Khan, K. A. - Presenter, Argonne National Laboratory
Watson, H. A. J., Massachusetts Institute of Technology
Barton, P. I., Massachusetts Institute of Technology
Nonsmooth process models occupy a useful niche between discrete models with integer variables and traditional smooth models. Nonsmoothness in a model can be used to encode certain discrete features such as transitions in thermodynamic phase or flow regime, process units that switch between discrete operating modes, and pinch analyses for heat integration.

Compared to models with integer variables, nonsmooth model enforce continuity of design variables, which provides structural information that can be exploited by numerical methods. Moreover, allowing nonsmoothness in a model may provide enough versatility to represent discrete behavior that cannot be expressed in a smooth model, and to permit the use of a wider class of methods such as aggressive penalty approaches for constrained optimization. Numerical methods for nonsmooth optimization and equation-solving have convergence properties between those of methods for smooth problems and methods for problems with integer variables.

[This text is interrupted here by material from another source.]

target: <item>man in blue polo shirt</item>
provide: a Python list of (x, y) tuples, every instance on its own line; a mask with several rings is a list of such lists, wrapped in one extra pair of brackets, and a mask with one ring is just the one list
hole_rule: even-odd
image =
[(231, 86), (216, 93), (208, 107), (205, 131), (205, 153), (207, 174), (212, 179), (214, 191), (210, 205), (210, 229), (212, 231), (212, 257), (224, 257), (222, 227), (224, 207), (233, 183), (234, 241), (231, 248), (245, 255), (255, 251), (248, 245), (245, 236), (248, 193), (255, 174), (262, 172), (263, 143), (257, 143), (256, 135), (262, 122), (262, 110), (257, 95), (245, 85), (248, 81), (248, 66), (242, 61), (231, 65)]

This presentation covers recent advances in nonsmooth methods and model formulation, based on pioneering work on generalized derivatives by Clarke and Nesterov. These generalized derivatives are designed to serve a similar function to gradients of smooth systems. Recent advances include an accurate, automatable, computationally tractable method for evaluating generalized derivatives for nonsmooth functions that are compositions of simple, known functions and operations. This method has been extended to nonsmooth dynamic systems, and to implicit quantities such as the unknown time at which a relief valve opens. In turn, these methods yield new, effective approaches for designing and simulating multistream heat exchangers with pinch analyses embedded, for example, and for simulating dynamic bioreactors with pseudo-steady metabolic models embedded. Implementations, future directions, and open challenges will also be discussed.